L’influenza colpisce ogni anno dal 15 al 30% della popolazione pediatrica italiana. “Comporta conseguenze serie per una percentuale elevata di bimbi, soprattutto i più piccoli”, prosegue Principi. “Inoltre, attraverso i bambini il contagio si diffonde nelle famiglie e colpisce anche i parenti anziani e più vulnerabili alle complicazioni. Un’estensione della vaccinazione anti-influenzale a tutta la popolazione pediatrica e non solo ai bimbi a rischio sarebbe sicuramente vantaggiosa per l’intera società”. Infine, l’importanza dei vaccini contro lo pneumococco e il meningococco C è riconosciuta dagli esperti del Ministero della Salute. L’offerta gratuita, però, è limitata solo ad alcune regioni. “Circa la metà dei bambini è immunizzata contro queste due batteri”, dice il pediatra, “ma la loro distribuzione è disomogenea”.

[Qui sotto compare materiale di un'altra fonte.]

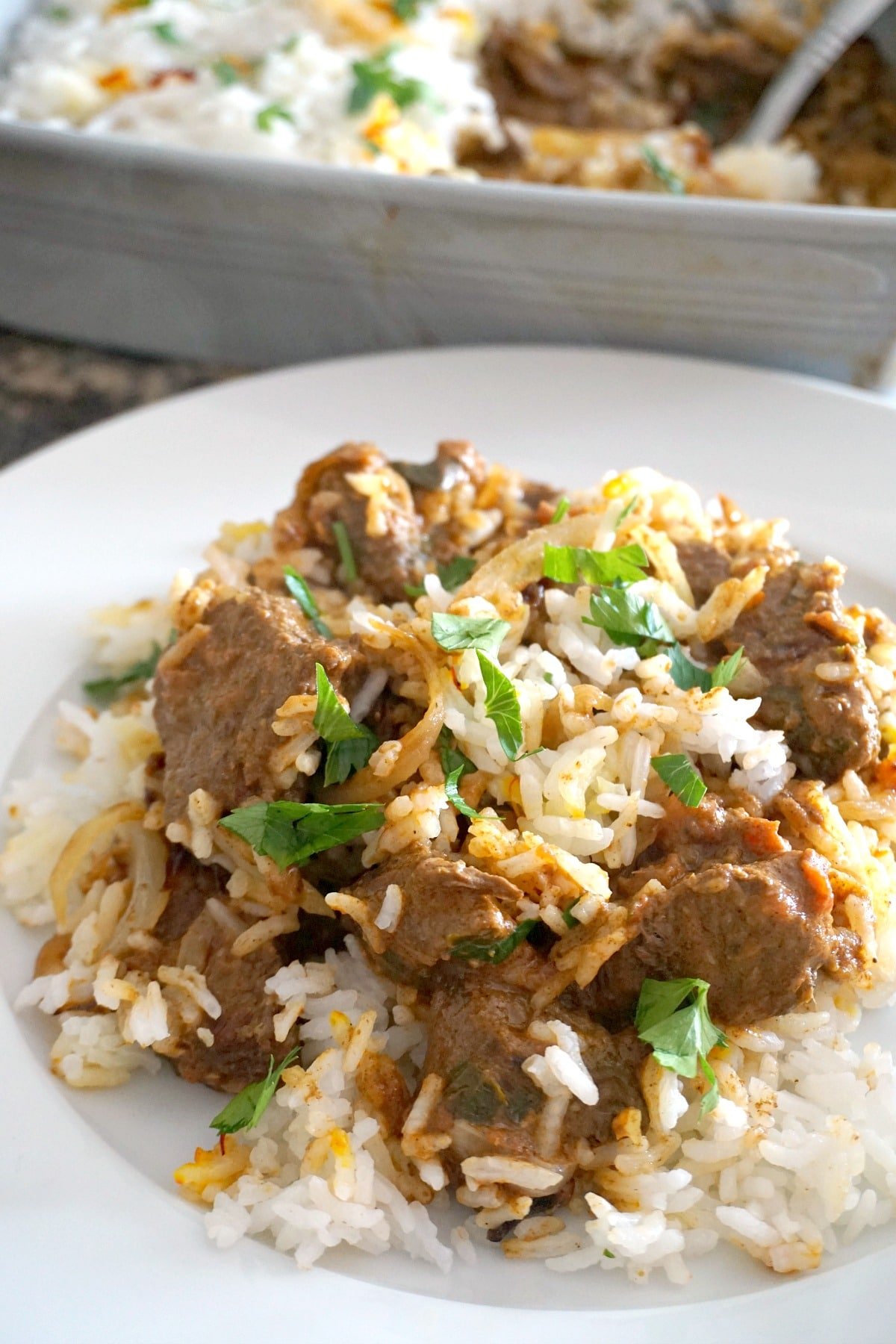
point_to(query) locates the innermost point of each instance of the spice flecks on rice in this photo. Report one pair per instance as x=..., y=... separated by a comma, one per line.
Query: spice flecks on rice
x=514, y=853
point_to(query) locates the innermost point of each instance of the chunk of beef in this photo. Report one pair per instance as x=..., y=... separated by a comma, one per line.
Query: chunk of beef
x=535, y=78
x=688, y=839
x=243, y=1035
x=477, y=1045
x=798, y=626
x=444, y=900
x=190, y=885
x=356, y=487
x=758, y=933
x=215, y=703
x=190, y=934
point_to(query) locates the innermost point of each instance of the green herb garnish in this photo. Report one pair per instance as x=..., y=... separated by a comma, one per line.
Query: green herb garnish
x=376, y=75
x=454, y=766
x=568, y=564
x=665, y=175
x=469, y=632
x=673, y=1018
x=108, y=687
x=346, y=553
x=454, y=794
x=473, y=1095
x=688, y=675
x=349, y=745
x=273, y=112
x=628, y=618
x=450, y=576
x=501, y=707
x=568, y=918
x=292, y=833
x=166, y=33
x=247, y=1107
x=300, y=591
x=494, y=951
x=679, y=773
x=406, y=10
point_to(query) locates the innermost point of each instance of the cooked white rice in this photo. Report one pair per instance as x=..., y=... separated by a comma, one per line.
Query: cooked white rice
x=798, y=1157
x=274, y=78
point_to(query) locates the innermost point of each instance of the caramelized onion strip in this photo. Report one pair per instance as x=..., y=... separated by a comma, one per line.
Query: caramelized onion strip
x=417, y=744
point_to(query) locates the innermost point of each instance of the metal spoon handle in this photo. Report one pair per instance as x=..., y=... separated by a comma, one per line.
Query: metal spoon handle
x=788, y=92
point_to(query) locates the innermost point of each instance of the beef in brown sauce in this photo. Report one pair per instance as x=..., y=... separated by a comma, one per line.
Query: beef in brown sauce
x=444, y=900
x=402, y=519
x=188, y=934
x=756, y=932
x=795, y=629
x=383, y=527
x=215, y=703
x=479, y=1039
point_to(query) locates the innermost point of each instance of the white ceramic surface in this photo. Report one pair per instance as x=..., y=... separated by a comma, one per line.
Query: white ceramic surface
x=267, y=262
x=94, y=1243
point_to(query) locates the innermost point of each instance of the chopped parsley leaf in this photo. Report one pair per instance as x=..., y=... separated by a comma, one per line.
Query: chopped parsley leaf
x=628, y=618
x=292, y=833
x=273, y=112
x=346, y=553
x=568, y=564
x=680, y=774
x=688, y=675
x=467, y=632
x=297, y=586
x=376, y=75
x=673, y=1019
x=452, y=576
x=501, y=707
x=349, y=745
x=665, y=175
x=108, y=687
x=247, y=1107
x=494, y=951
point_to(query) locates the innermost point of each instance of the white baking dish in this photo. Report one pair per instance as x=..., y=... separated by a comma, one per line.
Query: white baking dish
x=261, y=262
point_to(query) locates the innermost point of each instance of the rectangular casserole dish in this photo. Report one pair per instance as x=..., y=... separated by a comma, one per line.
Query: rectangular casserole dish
x=265, y=262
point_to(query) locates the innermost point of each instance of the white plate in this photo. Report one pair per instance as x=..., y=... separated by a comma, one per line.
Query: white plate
x=94, y=1243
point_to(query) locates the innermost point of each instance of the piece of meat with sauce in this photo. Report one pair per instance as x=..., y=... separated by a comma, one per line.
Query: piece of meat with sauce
x=479, y=1039
x=243, y=1035
x=191, y=934
x=217, y=700
x=356, y=485
x=797, y=631
x=535, y=78
x=689, y=839
x=444, y=902
x=758, y=933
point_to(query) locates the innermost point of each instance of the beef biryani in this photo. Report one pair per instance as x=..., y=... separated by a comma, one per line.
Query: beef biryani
x=516, y=853
x=622, y=94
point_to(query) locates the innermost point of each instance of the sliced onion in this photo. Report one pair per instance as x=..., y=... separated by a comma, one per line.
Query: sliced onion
x=85, y=844
x=417, y=744
x=520, y=564
x=148, y=893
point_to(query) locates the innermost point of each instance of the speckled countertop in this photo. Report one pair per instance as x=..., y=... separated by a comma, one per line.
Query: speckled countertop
x=49, y=389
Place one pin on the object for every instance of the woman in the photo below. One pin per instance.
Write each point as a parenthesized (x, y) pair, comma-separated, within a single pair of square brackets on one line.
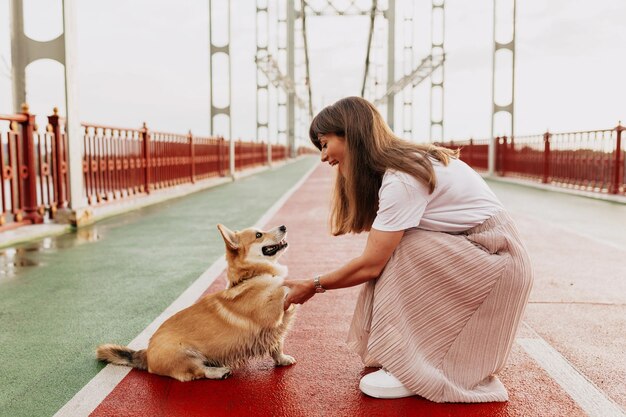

Con i vaccini possiamo dire stop a…

  • Il meningococco C, o Neisseria meningitidis, è uno dei microrganismi responsabili della meningite batterica, un’infiammazione delle meningi, le membrane che avvolgono il cervello. Nel 10-20% dei casi la malattia è rapida e acuta e può avere esito fatale. Esistono diversi ceppi di meningococco. Nel nostro Paese quelli più diffusi sono il meningococco B e il C. Attualmente è disponibile un vaccino solo per prevenire le infezioni da meningococco C.
  • Lo Pneumococco, o Streptococcus pneumoniae, è uno degli agenti responsabili della meningite batterica. Può causare anche polmonite e infezioni delle prime vie respiratorie, come l’otite. In Italia sono disponibili due vaccini, uno attivo contro sette ceppi, l’altro contro 23 ceppi di pneumococco.
  • Il Rotavirus è la più comune causa di gastroenterite tra i bambini di età inferiore ai cinque anni. In Italia colpisce di solito nei mesi invernali, tra novembre e marzo. Provoca febbre, vomito e diarrea. Nei casi più gravi (in media uno su 40), se la diarrea è acuta e porta a disidratazione, è necessario il ricovero in ospedale. In Italia sono disponibili due vaccini che immunizzano contro i ceppi più diffusi di rotavirus. Si somministrano per via orale a partire dalla sesta settimana di vita. Uno dei due richiede due dosi, l’altro tre, a distanza di un mese l’una dall’altra.
  • La Varicella è una malattia esantematica che provoca febbre e la comparsa di vescicole, che di norma scompaiono entro 7-10 giorni. Le sue complicanze più temibili, l’encefalite e la polmonite, sono rare e si manifestano più spesso se a contrarre l’infezione è un adolescente o un adulto. Il vaccino si somministra per via intramuscolare in una singola dose nei bambini fino a 12 anni e in due dosi dai 12 anni in poi.